BODAI: Awakening
BODAI O GUJIN SURU NO SHUSHO NARI.
“[Sitting-zen] is the practice and experience that gets to the bottom of bodhi.”
BUTSU-BUTSU NO BODAI NI GATTO SHI
“Accord with the bodhi of the buddhas.”
People tend to think that what FM Alexander discovered -- because it can be very useful for a person with a bad back -- was a physical technique to do with holding oneself in the right posture. But as one investigates Alexander’s discoveries more deeply, one begins to see for oneself why Alexander spoke of “conscious control,” saying that it was “primarily a plane to be reached.”
Last night was a cold night here in France and the electrics in my caravan weren’t working, and so I couldn’t warm my bed up with the electric blanket. Consquently, I couldn’t get to sleep for an hour or so, and then shortly after I dropped off I woke up needing to take a piss. But after that I seemed to enter into a state akin to hibernation. Having awakened from this and done a couple of sittings, I am struck afresh by the realization that what Alexander discovered has to do with awakening, has to do with enlightenment.
Before I started Alexander work I had a kind of confidence that what I invariably called “Zazen” (preferring the more authentic-sounding Japanese term) was just enlightenment. It was intellectual confidence, religious confidence, confidence borrowed from a confidence trickster.
The doing of Zazen that I thought must be enlightenment, I now see without (I hope) any lingering denial, was not enlightenment. In thinking that it might be enlightenment, I was indulging in wishful thinking, and telling myself a lie that I almost completely believed.
7 Comments:
Hey, Mike.
I always thought that maybe old Dogen was gently fucking with our big buddha heads when he gave us the 'Big Fish' straight up in his suggestion that "Enlightenment (TM)" was ours for sitting on our wee arses with a straight back.
But isn't it practical? If we do away with thoughts of the Ultimate End Gain (i.e. 'enlightenment', 'booddyhood', Nirvana and all that crap) by accepting that its not something we can think or will our self into like we do with most other things we try to 'get' in life, aren't we doing something rather special? I don't even know if I want enlightenment, I quite like sitting on my ass on a zafu though. I certainly don't want to waste my life poking through the turd of my mental faculties to see what's coming out.

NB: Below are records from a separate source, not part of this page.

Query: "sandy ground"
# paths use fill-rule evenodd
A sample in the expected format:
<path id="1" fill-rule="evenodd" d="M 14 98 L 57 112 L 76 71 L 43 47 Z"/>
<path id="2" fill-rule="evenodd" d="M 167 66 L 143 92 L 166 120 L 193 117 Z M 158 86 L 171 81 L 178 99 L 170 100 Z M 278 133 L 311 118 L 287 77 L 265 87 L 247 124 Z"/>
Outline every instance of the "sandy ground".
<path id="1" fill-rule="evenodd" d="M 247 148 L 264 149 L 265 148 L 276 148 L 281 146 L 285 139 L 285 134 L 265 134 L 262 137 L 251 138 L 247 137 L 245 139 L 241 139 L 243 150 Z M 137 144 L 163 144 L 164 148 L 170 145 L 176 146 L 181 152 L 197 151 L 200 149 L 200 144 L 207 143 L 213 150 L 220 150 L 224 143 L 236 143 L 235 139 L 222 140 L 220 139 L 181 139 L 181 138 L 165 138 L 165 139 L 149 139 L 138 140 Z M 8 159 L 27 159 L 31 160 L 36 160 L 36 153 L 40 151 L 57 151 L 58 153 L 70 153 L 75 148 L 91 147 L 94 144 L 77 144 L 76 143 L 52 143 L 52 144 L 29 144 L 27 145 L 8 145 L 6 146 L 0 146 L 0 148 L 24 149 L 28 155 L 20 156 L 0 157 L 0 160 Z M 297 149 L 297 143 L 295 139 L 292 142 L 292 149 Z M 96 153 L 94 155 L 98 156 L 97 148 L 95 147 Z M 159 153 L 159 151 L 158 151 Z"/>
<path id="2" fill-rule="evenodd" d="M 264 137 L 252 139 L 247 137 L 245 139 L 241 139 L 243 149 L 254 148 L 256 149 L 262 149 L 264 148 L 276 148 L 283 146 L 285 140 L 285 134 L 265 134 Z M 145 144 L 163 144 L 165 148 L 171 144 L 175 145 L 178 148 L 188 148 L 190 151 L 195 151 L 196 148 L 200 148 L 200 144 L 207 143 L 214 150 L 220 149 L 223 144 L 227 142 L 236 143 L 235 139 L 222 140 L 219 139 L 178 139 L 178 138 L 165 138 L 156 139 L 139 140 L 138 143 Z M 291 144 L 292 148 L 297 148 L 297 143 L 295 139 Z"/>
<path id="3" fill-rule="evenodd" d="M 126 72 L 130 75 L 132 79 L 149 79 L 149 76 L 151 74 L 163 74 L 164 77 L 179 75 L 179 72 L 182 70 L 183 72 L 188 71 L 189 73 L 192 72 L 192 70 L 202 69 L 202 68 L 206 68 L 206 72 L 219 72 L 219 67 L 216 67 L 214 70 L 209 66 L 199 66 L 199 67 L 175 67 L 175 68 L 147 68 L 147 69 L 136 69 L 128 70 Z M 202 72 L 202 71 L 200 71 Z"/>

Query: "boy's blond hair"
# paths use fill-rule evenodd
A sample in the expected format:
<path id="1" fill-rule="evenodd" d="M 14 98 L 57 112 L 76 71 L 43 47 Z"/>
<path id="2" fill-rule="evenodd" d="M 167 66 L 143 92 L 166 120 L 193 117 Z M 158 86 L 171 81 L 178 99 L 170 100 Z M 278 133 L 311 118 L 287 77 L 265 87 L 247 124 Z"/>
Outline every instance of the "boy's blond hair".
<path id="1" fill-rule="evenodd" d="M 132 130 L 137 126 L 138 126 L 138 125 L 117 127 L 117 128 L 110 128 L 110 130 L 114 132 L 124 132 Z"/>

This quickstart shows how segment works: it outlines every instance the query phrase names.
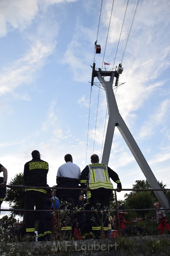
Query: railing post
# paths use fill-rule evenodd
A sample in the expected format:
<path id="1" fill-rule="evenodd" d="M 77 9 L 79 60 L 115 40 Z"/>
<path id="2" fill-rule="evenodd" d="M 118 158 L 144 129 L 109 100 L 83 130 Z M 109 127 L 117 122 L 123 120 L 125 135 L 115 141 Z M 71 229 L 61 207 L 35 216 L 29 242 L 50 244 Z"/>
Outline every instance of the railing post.
<path id="1" fill-rule="evenodd" d="M 119 218 L 119 208 L 118 206 L 118 200 L 117 200 L 116 190 L 115 190 L 115 201 L 116 201 L 116 210 L 117 211 L 117 214 L 118 215 L 118 221 L 119 227 L 119 235 L 120 235 L 120 236 L 121 237 L 122 236 L 122 230 L 121 229 L 121 222 L 120 221 L 120 218 Z M 117 230 L 117 231 L 118 231 L 118 230 Z"/>

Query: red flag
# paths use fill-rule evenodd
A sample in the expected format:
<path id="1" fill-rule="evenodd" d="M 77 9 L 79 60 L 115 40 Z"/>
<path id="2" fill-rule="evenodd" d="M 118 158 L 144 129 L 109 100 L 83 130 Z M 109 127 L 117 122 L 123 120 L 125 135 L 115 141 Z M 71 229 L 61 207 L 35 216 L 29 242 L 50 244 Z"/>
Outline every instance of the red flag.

'Wu Wei', as the Daoists have it. Doing the non-doing of sweet Fanny All because it instinctively feels right, that'll do me: if its not enlightenment then I'll gladly do it till my ignorant ass, brain and otherbits are toast.
Religion is mostly a load of time-wasting shit.
Regards,
Harry.
Hi Harry,
As Marjory Barlow truly said, “We are all going around trying to be right” -- each in our own individual way.
The most difficult things to get rid of are the ones that don’t exist.
Mike,
Re what Marge said: Yeah, that seems about right :-) ... its another thing taking what we see as 'right' dreadfully seriously.
But then, we can stop that little merry-go-round pretty quickly through Dogen's method which, silly old me, doesn't seem all that complicated. I mean, there's nothing there to get a twist in our sphincters about is there?
Regards,
Harry.
:-)
Why were you sleeping in a caravan? Why weren’t you in a cosy cottage?
A nosey parker called Pete.
Hi Harry,
We tend to want to feel secure in the knowledge of Master Dogen’s method is. As an antidote to this, I have found Frank Lambert’s writings on Time’s Arrow to be very effective -- see link to his introduction to the 2nd law of thermoynamics.
Hi Pete,
The scrounged caravan at the end of the garden feels like my rightful place. The cottage has evolved into more of a gite -- discounts available for sitting-zen practitioners if you are interested?